Over the last five years, Lamoille County has had 14 cases of confirmed rabies, nine of them in 2012. There were no cases reported in either 2014 or 2015, but two cases have been reported in the area so far this year.
A rabid big brown bat was trapped in Stowe just last week, April 14, and a rabid raccoon was picked up in Waterbury back in February. The majority of the rabid animals in Lamoille County have been raccoons and skunks.
“If we get a call that an animal is acting strange,” said Bob Johnson, state public health veterinarian, “the decision is usually made to test the animal if it has been in contact with other animals or humans.”
The Vermont rabies hotline is 1-800-4-RABIES, and information about positive rabies tests can be found at bit.ly/Rabiesdata.
Tips for living with wildlife
Coyotes are one of the most maligned animals in Vermont, according to Galdenzi. There is an open season on coyotes in the state, and it’s not curtailed during breeding season.
Pups are generally born in late April or early May, remain in the den for two months, and follow their parents throughout the fall and winter to learn from them.
Coyotes have adapted to live close to humans, and they sometimes do have conflicts, but people can do things to discourage coyote behavior.
Some people opt for livestock guardian dogs — pastoral dogs bred for the purpose of protecting livestock from predators — or even guard llamas. Llamas are instinctively alert and will walk or run toward an intruder, and chase or kick it. Some llamas may also herd the animals they are guarding into a tight group or lead them away from danger.
Electric fencing can also be a deterrent.
Skunks don’t generally bother livestock, unless they get scared and spray, but there are also ways to curb their behavior.
“Skunks come out in the spring, and they have their babies in April or May,” Galdenzi said. “So, you have to be careful when calling a trapper, because if trapped, the babies will not survive without the mother.”
One way to deal with skunks on your property is to make their den unlivable. If people shine a bright light into the den during the night or play loud music, the skunks will likely move out on their own and find a new place to live.
Galdenzi had a skunk living under her deck, and her husband used those tactics to coax it to leave. After three to four days of lights aimed at the den, and a stereo playing on the deck, it was gone.
“Protect our Wildlife will help people with those types of things,” she said. “A lot of animals are out at dawn or dusk right now — don’t be alarmed; they are foraging for food.

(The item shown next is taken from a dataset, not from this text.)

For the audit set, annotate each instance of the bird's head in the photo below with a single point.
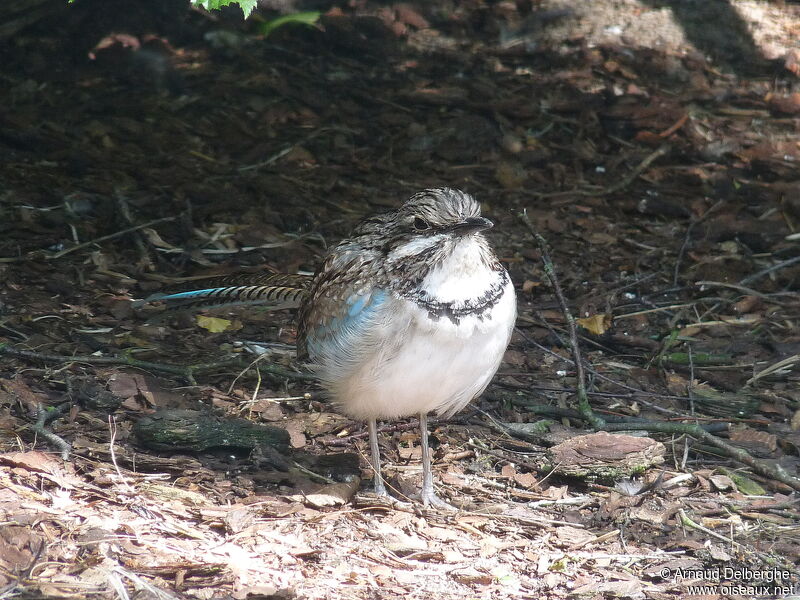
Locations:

People fear what they don’t understand, and a lot of it is embedded in not being knowledgeable.”
Bears and bird feeders
Because animals are foraging for food more right now than any other time of year, Vermont law states that residents must take reasonable measures to protect their property from animals, especially bears, before lethal force can be taken.
Just recently, two bears got into the Dumpsters at Brewster River Pub in Jeffersonville, and strewed garbage everywhere.
“Bears can pose a threat,” Nuse said. “So, people should get food sources under cover, especially bird feeders. If you used to feed the birds, bears have a great memory, and will remember where feeders were in the past. Bears also love chicken food — they are not necessarily after the chickens.”
Bird feeders and Dumpsters are just two of the things that can attract hungry bears. Others are pet food, campsites with food left outside and barbecue grills.
People can protect themselves against bears by keeping chickens and honeybees secured inside electric fencing, storing trash in a secure place, and feeding pets indoors.
“Animals are the least wary of people this time of year, because they are hungry,” Nuse said. “It’s a good time of year to see wildlife; people just need to use common sense.”